Three quarters think Britain becoming more racist

Published on Tuesday, 10 June 2014 15:42
Written by Daniel Mason

Three quarters of people believe Britain is becoming a more racist country, according to the results of a Govtoday reader survey.

It follows the recent publication of an analysis by NatCen Social Research showing that 30% of Brits describe themselves as a little or very prejudiced against people of other races, up from a low of just 25% at in 2001.

The British Social Attitudes Survey suggested that racism was at levels not seen in 30 years, at the same time as immigration to the UK has become a hot political topic - leading NatCen chief executive Penny Young to describe the findings as "troubling".

In the Govtoday poll, just over 75% of respondents agreed Britain was more racist than it used to be, with 22% disagreeing.
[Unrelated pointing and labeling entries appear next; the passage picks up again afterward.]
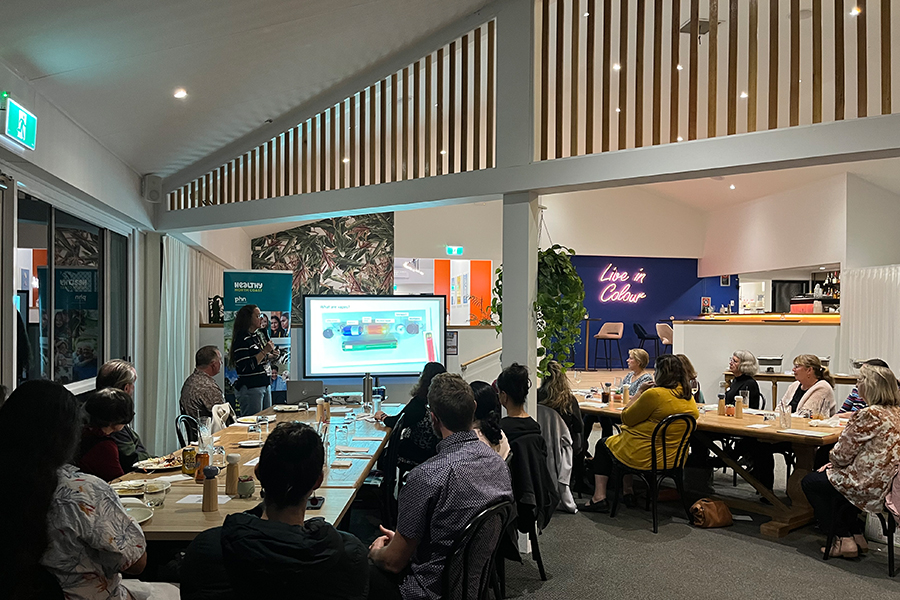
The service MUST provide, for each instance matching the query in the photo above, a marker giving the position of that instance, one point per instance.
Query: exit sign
(21, 125)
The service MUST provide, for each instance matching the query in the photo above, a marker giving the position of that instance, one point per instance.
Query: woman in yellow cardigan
(670, 395)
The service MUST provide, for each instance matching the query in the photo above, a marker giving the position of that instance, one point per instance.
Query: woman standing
(863, 463)
(249, 357)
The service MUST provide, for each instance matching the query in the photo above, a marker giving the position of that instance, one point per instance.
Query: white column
(521, 217)
(515, 83)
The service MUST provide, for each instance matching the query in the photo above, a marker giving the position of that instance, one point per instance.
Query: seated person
(487, 418)
(274, 551)
(671, 395)
(636, 380)
(811, 395)
(854, 402)
(863, 463)
(200, 391)
(556, 394)
(70, 525)
(121, 375)
(743, 365)
(109, 410)
(439, 499)
(422, 441)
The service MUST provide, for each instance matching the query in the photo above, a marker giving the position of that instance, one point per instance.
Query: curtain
(175, 335)
(870, 315)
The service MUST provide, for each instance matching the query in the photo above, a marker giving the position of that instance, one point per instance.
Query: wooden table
(784, 518)
(777, 378)
(184, 521)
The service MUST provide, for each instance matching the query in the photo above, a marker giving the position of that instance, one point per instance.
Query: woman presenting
(250, 357)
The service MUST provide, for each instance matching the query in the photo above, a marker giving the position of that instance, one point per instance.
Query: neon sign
(613, 293)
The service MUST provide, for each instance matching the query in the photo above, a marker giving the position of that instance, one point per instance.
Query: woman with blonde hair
(555, 393)
(863, 463)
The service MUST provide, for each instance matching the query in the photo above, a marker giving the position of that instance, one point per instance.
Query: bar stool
(665, 333)
(609, 332)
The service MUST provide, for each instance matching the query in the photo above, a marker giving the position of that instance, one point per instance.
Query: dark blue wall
(671, 286)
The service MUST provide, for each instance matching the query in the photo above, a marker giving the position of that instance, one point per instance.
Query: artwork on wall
(343, 255)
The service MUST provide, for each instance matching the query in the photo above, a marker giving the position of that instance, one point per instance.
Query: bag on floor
(710, 513)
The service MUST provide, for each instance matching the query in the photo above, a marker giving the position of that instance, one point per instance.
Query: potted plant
(558, 310)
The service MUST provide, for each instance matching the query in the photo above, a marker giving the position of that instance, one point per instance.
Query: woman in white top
(487, 418)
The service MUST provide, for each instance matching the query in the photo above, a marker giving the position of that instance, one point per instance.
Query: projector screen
(349, 336)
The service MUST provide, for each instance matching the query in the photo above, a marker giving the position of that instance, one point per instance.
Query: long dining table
(181, 517)
(804, 440)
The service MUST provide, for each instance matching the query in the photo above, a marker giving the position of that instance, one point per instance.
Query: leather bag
(710, 513)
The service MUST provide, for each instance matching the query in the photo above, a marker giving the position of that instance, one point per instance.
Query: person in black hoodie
(273, 551)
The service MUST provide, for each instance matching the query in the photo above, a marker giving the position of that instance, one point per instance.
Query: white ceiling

Another 3% did not know.

'Judith R' - as this week's star commenter - said the UK was, "as any other country, facing a crisis" and that attitudes would change only by understanding the contribution that immigrants make to the health and economy of the nation. "It is about jobs," she said, "but also about enough payment to afford a life with dignity. One message that is missing in the public discussion is how many positive gains the UK gets from all the young people from all over coming here to study or to work for a short period of their life.

"These people bring ideas and knowledge to this country. They are a driving force of the economy. I wonder what would happen if everybody in the UK or the European Union who has a migration background stopped working for a day.

"Would people realise how important people are who are mobile across countries?"

Today David Cameron said tolerance was one of the key British values he would like to see taught in schools.

Discussing a proposal by the education secretary, Michael Gove, that schools would be required to promote British values, Cameron said: "I would say freedom, tolerance, respect for the rule of law, belief in personal and social responsibility and respect for British institutions.

"These are the sorts of things I would hope would be inculcated into the curriculum in any school in Britain, whether it was a private school, state school, faith-based school, free school, academy or anything else."

Cameron said he believed the idea would have the support of "everyone, including people who have come to settle in Britain and make their home in Britain".